Optics and Photonics News


Metasurface Enables Advance in Solar Telescope

Telescope

The metasurface integrated into the custom-built telescope. [Image: Noah Rubin]

Metasurfaces—artificial 2D planar surfaces that consist of subwavelength metallic or dielectric nanostructures—offer better, more efficient light control than conventional optical devices. Although researchers have successfully created ultrathin optical components like flat mirrors, lenses and waveplates using metasurfaces, most work remains in the proof-of-concept stage.

Now, researchers in the United States have leveraged recent advancements in metasurface optics to improve astronomical instrumentation to make quantitative observations of the sun’s magnetic field (Sci. Adv., doi: 10.1126/sciadv.aee8035). The Solar Imaging Metasurface Polarimeter (SIMPol) is a first-of-its-kind refractive telescope for snapshot imaging polarimetry of the sun enabled by a high-­performance metasurface polarization-analyzing grating.
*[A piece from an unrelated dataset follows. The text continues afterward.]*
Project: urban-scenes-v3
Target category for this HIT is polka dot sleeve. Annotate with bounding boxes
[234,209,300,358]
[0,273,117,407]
“We believe this is one of the first times that metasurface optics—which have been a subject of intense interest in both academic research and industry for about a decade—have been used to improve scientific instrumentation of any kind outside of a lab proof-of-concept,” said Noah Rubin, University of California San Diego.

Splitting polarized light

Metasurfaces are able to manipulate light in new ways while offering significant advantages in terms of size, weight and the ability to combine the functions of many optical components. Astronomical instrumentation, given its strict performance requirements, is often cited as a possible application area. But real-world examples have been limited to simple demonstrations, such as the use of a metalens-like element to image the surface of the moon.

Metasurface

The metasurface is the 6-mm-sized circle at the center of the disk that’s held by tweezers. [Image: Noah Rubin]

Rubin and his colleagues aimed to take a unique feature of metasurface optics—the ability to spatially manipulate polarized light—and use it to solve a real, practical problem that astronomers face.

“Measuring light’s polarization state inherently requires multiple measurements. Typical instruments for this purpose—including several which have been launched into space previously—do this as a polarization element mechanically rotates,” he said. “This not only presents a mechanical element, which serves as a single point of failure, but in the space context, the satellite itself can be moving while this component reorients, causing a highly undesirable blurring effect.”

Instead, the researchers used a metasurface polarization grating (MPG), an optical component that can “split” incident light into diffraction orders to analyze specific polarization states. By measuring at least four of these orders, the polarization state of the incident light can be determined, effectively condensing what would ordinarily require a complex assembly of optics into a single, flat surface.

Simultaneous capture

With industry partners at BAE Systems Space & Mission Systems, Rubin and his colleagues fabricated and tested a large-area, high-performance MPG. Next, they integrated the metasurface into a custom-built telescope and deployed it at the Dunn Solar Telescope in New Mexico. With the metasurface, the system could capture simultaneous polarization images of sunspots and quantitatively map their embedded magnetic fields.

“These results were shown to be comparable to those obtained by a state-of-the-art NASA mission in-orbit,” said Rubin. “We are currently exploring opportunities to possibly integrate this technology into future NASA solar-observing space missions.”